D’autres études ont confirmé l’hétérogénéité des notations de toucher agréable, qui est en corrélation avec la densité d’innervation par ces fibres à ces endroits du corps.
Pour avoir un meilleur aperçu des expériences perceptives phénoménologiques de toucher agréable, Guest et al. ont utilisé une approche qualitative pour développer un lexique tactile, qui est une langue globale pour décrire l’expérience de contact (sur la base de la même méthode utilisée pour le McGill Pain Questionnaire).
Les résultats ont montré que la réponse émotionnelle tactile était composé de «plaisir, d’excitation et de domination» et que ces traits ont également été identifiés dans d’autres documents et semblent être des termes universels généralement en relation avec les sensations de « confort».
Les types de contacts tactiles agréables interpersonnels :
Les effets bénéfiques du toucher interpersonnel sur la santé et le bien-être sont connus depuis Hippocrate. Le contact peau-à-peau entre les individus est souvent vécu comme très agréable, véhiculant des signaux sociaux et affiliatifs importants pour les humains et les autres primates.
Le contact interpersonnel est également important dans le développement physique et cognitif.
Le toilettage :
Le toilettage est extrêmement important pour les humains et les primates. L’auto-toilettage se fait principalement pour des raisons d’hygiène, alors que le toilettage social conduit à un lien social chez les primates.
Bien que les humains toilettent leurs comparses beaucoup moins que les autres primates du fait de la communication fondée sur la langue, le contact social joue encore un rôle important dans les relations humaines affectives quotidiennes (tapotements, caresses, câlins), qui aident à former des relations intimes.
Les processus neurologiques exacts sont inconnus, mais on sait que le toilettage libère des betas-endorphines, qui ont un rôle dans le contrôle de la douleur et des démangeaisons.
Le massage :
L’ocytocine est libérée lors de de touchers non-sexuels, comme le massage du dos. Le massage abaisse la pression artérielle et soulage le stress, et peut jouer un rôle similaire aux béta-endorphines, mais avec un effet plus court.

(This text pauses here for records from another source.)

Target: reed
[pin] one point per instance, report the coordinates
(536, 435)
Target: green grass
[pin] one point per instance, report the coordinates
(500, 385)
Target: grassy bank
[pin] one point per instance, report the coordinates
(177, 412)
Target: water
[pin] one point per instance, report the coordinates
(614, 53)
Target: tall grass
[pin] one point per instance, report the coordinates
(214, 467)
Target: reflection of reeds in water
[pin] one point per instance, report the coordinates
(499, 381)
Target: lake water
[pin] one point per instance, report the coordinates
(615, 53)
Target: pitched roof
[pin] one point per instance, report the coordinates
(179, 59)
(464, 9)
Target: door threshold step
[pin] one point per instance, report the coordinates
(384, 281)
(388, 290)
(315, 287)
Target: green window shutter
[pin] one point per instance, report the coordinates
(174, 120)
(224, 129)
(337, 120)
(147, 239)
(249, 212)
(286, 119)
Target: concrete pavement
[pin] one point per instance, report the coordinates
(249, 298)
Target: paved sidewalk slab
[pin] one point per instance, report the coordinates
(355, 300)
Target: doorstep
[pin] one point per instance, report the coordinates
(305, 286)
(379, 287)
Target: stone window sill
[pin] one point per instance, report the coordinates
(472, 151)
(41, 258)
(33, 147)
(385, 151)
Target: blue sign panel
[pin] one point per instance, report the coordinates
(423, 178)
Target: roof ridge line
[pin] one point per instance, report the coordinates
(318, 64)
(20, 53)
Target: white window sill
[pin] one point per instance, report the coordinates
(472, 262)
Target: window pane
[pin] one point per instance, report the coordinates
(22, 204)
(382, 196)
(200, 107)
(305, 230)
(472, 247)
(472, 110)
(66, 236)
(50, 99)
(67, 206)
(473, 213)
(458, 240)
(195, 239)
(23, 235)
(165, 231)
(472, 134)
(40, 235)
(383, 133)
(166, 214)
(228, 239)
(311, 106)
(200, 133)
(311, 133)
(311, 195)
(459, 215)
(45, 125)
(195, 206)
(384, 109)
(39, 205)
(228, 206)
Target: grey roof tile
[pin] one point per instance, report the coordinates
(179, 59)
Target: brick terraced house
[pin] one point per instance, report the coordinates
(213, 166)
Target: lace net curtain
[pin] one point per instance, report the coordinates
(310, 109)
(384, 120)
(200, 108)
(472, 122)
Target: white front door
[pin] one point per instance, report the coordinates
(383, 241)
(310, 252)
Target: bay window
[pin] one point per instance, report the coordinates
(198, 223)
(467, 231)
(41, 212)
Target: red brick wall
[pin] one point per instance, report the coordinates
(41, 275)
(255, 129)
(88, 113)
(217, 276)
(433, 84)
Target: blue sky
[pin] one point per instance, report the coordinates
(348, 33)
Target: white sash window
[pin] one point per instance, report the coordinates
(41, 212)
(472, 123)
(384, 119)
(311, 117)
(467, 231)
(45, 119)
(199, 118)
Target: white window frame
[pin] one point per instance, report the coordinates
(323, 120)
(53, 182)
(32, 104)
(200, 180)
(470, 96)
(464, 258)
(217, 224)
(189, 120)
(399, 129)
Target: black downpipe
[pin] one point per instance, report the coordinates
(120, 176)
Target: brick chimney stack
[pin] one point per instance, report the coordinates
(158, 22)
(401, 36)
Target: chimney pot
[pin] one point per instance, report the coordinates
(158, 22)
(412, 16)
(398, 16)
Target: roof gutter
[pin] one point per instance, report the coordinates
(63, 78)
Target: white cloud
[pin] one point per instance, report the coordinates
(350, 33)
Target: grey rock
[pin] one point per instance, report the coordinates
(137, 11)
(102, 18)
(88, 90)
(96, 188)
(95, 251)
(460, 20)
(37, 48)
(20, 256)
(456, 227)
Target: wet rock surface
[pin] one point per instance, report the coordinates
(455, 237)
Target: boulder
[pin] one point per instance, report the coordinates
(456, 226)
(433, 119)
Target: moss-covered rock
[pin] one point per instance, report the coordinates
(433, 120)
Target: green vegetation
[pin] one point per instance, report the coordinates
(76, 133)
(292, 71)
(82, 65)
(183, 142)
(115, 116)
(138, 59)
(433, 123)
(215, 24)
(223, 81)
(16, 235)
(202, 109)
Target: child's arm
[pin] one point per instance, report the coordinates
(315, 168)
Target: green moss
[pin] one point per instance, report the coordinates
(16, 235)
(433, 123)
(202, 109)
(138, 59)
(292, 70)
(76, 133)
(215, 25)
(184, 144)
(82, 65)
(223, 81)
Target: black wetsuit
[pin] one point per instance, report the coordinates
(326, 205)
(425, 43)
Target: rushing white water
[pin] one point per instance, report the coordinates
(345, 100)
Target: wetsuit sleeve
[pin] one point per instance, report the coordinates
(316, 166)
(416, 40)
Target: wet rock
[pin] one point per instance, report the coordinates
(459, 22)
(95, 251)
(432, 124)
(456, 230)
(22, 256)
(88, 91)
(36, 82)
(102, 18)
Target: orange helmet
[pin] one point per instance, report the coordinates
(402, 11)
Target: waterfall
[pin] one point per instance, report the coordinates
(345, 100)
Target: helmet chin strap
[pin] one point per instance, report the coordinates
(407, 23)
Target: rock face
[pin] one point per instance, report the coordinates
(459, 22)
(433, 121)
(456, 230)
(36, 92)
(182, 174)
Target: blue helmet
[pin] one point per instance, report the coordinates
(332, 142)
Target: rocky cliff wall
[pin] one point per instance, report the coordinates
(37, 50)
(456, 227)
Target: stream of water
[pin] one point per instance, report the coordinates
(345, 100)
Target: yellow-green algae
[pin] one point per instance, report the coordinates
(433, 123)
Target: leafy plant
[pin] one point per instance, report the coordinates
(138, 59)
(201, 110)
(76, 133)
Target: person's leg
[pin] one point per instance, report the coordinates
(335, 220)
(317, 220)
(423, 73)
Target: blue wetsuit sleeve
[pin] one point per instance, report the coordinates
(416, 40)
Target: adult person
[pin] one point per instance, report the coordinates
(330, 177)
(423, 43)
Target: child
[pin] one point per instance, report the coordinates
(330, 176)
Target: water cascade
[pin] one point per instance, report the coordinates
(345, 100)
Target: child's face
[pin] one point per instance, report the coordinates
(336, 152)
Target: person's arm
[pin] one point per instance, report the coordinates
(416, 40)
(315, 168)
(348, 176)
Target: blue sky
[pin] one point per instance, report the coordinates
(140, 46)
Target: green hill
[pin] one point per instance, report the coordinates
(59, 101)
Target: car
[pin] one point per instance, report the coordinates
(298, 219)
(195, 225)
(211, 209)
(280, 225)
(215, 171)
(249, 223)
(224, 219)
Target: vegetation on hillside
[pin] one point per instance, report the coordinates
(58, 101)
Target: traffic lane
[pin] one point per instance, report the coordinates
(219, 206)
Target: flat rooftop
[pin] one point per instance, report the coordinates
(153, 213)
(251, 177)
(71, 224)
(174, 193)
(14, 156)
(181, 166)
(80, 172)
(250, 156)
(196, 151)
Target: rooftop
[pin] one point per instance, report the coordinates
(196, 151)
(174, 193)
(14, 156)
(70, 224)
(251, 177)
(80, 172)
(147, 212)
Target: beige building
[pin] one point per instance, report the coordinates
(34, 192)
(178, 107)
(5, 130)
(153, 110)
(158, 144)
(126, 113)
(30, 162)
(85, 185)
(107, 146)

Les études sur les bienfaits du massage démontrent qu’il est un traitement complémentaire efficace pour la douleur chronique et la détresse, y compris la dépression et l’anxiété. Toutefois, les avantages signalés sur le système immunitaire dans la douleur du cancer sont contradictoires. Le massage doux, sous forme de longs mouvements caressants sur la peau et ne stimulant pas les muscles est précisément le stimulus préféré pour les fibres nouvellement découvertes.
Des études antérieures utilisant l’EEG ont montré que les adolescents déprimés qui ont reçu 15 minutes de massage avaient une réduction de l’activation frontale droite – une zone associée à l’affect négatif et les tendances de retrait.
Sous IRMf, Lindgren et al. ont brossé les participants sous quatre conditions : Contact humain avec ou sans mouvement et contact avec un gant de caoutchouc avec ou sans mouvement.
Le contact humain avec le mouvement a été perçu comme le plus affectif et permettant l’activation sensorielle d’une zone de traitement de la récompense, région du cerveau qui est également activé en réponse à l’analgésie opioïde et, de manière intéressante, à des interventions placebo.
Références bibliographiques :
Lloyd DM. Somatosensory pleasure circuit: from skin to brain and back. Exp Dermatol. 2015 May;24(5):321-4. doi: 10.1111/exd.12639.